Por el cambio climático, en las costas boenaerenses están aumentando el nivel del mar y las ondas de tormenta (sudestadas) en frecuencia, intensidad y en duración.

Néstor Zoquini es delegado municipal, encargado de la Gestión de Playas en Claromecó. Entre sus múltiples funciones, se encuentra la de acompañar el estudio de erosión que realiza cada tres meses un equipo de geólogos del CONICET, entre los que se encuentra Federico Islas. Ambos remarcan que los resultados indican la necesidad de cambiar culturalmente la costumbre de los turistas de bajar con los vehículos a la playa, más allá de la zona náutica. 

En temporada ingresan cerca de mil camionetas por día. Eso genera un peso que, a la larga, impermeabiliza la tosca, que no oxigena ni absorbe el agua. Así se imposibilita el desarrollo de especies que antes abundaban, como las almejas, las lagartijas de los médanos, las anémonas, los tucu tucu y las aguas vivas que emergían cuando llegaba el viento del norte. Sin embargo, cada vez que se plantea la posibilidad de asfaltar la costanera, construir playones, caminos internos o restringir el acceso a la playa, lo que más pesa es la comodidad.

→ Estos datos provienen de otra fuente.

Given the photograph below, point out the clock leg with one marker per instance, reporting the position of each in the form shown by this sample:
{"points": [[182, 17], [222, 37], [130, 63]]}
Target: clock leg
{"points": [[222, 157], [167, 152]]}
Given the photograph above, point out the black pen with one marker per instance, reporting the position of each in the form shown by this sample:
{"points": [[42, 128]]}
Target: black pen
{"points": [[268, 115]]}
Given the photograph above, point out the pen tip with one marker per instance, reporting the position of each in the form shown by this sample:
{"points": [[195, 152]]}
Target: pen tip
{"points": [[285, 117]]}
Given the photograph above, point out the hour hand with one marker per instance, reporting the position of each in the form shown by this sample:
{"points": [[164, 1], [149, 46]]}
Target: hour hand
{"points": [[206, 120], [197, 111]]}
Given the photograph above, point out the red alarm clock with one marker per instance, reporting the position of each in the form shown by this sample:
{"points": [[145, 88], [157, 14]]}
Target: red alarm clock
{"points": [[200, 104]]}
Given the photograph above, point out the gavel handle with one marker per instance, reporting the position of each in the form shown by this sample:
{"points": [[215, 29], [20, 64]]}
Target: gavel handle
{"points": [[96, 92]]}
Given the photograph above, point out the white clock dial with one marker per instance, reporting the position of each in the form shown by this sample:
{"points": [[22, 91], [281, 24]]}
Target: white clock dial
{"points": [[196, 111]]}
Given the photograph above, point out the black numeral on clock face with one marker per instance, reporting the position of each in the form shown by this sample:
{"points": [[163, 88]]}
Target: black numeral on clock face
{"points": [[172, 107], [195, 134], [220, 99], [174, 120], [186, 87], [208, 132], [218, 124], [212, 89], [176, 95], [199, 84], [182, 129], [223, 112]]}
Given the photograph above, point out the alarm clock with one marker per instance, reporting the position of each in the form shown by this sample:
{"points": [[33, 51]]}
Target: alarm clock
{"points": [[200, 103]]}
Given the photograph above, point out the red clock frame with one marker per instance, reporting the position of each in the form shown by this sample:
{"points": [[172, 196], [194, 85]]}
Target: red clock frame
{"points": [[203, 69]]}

¿Cómo repensar esta playa en la que el mar avanza y desaparece la arena, que vuelve como en un truco en forma de casas de tres pisos y piedras que hacen peligrar una tarde placentera de verano? ¿Cómo describir a este Claromecó lleno de camionetas, autos y vehículos que bajan sin control, llevándose puesto parte del ecosistema?

Algún vecino responderá desesperanzado y convencido que la Municipalidad, que el Estado, que el Gobierno no pueden meterse en lo privado y que quienes adquieren un pedazo de playa pueden construir como quieran, al igual que quienes quieren bajar por comodidad con los vehículos.

Otro algo más optimista dirá que otro Claromecó es posible y recordará que algún día habrá que entender que más que público y privado, el mar, la costa, sus animales, también son nuestra responsabilidad. Y es que, como el niño pequeño de gorro azul, Claromecó –y sus guardavidas– también merecen ser vistos con ojos amorosos y responsables que trasciendan la foto en vacaciones.